El cine español no ha sabido plantear la miseria moral y política de la extrema izquierda nacionalista vasca. O no ha querido. Dado el sesgo izquierdista de la mayor parte del entramado cultural español, sobre todo en el entorno cinematográfico, enfrentarse a resolver el enigma vasco hubiese significado preguntarse sobre la íntima relación de la izquierda con la violencia. O dicho de otro modo, ¿cómo dentro de una sociedad aparentemente culta y civilizada como la vasca puede aparecer un movimiento de una violencia tan brutal, del mismo modo que en la Alemania de mitad del siglo XX pudo eclosionar la barbarie nazi?

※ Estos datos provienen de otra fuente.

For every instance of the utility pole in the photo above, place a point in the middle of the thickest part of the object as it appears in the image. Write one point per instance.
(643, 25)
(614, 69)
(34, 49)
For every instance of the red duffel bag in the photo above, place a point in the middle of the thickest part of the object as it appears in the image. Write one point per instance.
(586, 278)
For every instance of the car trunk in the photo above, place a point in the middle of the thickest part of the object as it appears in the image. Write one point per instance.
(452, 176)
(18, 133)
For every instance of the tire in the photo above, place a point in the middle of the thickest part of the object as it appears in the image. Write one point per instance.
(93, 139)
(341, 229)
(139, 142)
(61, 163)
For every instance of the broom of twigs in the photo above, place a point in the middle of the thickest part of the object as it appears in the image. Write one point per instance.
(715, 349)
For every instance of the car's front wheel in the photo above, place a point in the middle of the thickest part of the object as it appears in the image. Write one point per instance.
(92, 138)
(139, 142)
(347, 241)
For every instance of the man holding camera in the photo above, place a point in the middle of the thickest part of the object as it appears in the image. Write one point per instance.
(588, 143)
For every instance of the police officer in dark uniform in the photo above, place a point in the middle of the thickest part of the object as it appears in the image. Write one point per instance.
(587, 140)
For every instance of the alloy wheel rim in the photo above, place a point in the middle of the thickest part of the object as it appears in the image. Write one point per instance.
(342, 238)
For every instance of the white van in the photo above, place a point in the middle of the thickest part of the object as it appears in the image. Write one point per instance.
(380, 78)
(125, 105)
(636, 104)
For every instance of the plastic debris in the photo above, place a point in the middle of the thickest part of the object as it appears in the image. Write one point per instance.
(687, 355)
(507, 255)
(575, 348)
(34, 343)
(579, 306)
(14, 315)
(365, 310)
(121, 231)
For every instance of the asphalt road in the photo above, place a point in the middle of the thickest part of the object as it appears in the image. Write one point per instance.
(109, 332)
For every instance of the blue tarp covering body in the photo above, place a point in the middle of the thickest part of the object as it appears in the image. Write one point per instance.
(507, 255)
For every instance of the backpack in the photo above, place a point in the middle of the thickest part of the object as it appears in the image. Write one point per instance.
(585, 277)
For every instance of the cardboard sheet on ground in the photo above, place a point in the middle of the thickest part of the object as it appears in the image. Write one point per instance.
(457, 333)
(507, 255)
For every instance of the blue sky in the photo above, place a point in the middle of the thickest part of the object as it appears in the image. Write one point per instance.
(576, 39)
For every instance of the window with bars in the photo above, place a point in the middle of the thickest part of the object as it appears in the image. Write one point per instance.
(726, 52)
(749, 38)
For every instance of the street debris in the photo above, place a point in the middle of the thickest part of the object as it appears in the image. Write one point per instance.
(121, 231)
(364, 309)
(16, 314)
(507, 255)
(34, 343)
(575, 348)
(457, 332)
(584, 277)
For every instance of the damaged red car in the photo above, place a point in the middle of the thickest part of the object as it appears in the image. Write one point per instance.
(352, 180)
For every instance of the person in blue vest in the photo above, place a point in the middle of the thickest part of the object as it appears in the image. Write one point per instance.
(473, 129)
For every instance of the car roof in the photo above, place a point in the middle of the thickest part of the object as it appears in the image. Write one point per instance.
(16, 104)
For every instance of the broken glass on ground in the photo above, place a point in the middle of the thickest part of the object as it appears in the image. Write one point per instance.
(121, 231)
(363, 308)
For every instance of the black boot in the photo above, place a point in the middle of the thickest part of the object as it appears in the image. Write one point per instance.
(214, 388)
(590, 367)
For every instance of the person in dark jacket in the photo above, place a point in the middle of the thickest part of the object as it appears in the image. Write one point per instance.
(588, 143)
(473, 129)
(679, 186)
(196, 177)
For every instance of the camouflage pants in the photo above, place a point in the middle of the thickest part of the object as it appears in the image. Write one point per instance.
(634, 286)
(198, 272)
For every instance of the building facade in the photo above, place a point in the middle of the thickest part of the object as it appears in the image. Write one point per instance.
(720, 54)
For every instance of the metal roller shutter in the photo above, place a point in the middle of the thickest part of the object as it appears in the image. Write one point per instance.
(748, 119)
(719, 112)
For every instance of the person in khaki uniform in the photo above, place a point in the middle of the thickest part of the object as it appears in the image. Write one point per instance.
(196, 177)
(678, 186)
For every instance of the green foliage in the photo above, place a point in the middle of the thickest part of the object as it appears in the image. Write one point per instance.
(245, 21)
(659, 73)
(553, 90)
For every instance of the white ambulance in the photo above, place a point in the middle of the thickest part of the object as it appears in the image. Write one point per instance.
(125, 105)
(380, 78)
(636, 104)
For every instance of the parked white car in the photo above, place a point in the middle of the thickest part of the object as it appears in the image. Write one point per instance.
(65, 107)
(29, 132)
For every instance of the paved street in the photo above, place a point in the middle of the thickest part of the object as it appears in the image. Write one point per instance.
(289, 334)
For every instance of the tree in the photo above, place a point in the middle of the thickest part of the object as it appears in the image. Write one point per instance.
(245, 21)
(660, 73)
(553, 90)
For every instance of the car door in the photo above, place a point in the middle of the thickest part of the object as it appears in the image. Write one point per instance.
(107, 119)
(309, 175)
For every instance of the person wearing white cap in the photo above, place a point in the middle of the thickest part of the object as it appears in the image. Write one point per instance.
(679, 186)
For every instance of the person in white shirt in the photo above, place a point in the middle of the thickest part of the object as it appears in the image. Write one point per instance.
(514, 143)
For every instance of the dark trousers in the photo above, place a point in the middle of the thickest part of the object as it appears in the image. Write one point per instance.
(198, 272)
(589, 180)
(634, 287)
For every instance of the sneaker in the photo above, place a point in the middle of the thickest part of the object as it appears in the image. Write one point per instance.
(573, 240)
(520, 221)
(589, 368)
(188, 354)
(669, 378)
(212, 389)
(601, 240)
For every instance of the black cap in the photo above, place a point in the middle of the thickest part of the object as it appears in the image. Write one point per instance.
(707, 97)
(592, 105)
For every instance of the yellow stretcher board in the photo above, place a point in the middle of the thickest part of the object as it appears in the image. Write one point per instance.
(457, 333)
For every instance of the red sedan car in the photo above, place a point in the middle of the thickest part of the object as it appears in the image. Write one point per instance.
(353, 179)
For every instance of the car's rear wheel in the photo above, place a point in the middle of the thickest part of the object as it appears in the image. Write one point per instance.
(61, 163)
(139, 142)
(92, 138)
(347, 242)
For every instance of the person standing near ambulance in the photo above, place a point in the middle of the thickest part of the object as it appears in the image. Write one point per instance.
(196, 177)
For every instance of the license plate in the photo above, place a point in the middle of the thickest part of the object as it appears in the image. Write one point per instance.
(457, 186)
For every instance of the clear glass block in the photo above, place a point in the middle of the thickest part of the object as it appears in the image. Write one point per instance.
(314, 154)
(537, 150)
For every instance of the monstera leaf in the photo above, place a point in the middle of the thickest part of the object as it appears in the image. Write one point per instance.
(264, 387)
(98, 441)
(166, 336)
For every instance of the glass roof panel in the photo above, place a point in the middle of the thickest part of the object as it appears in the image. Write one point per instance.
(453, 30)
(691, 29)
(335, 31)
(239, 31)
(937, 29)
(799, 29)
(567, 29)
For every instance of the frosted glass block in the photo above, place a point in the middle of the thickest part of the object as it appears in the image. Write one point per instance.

Por el contrario, en la última famosa película de tema etarra, Tiro en la cabeza, Jaime Rosales pretendía practicar una equidistancia entre aquellos que consideramos a los etarras unos asesinos de la peor especie y los que los ven como unos luchadores en el marco de un movimiento de liberación nacional. Como si Aristóteles hubiese defendido la existencia de un término medio entre los nazis y los judíos. Porque, en fin –parece predicar Rosales–, no hay que ser tan extremista, to er mundo e güeno, que diría el gran Manuel Summers, y "hablando se entiende la gente", que dice nuestro actual monarca (mientras Moody's no diga lo contrario). En Gara la película de Rosales fue muy aplaudida porque era una
metáfora sobre lo poco que aportan ya las agotadas discusiones y tertulias sobre el conflicto, a sabiendas de que una imagen potente vale más que mil palabras inútiles.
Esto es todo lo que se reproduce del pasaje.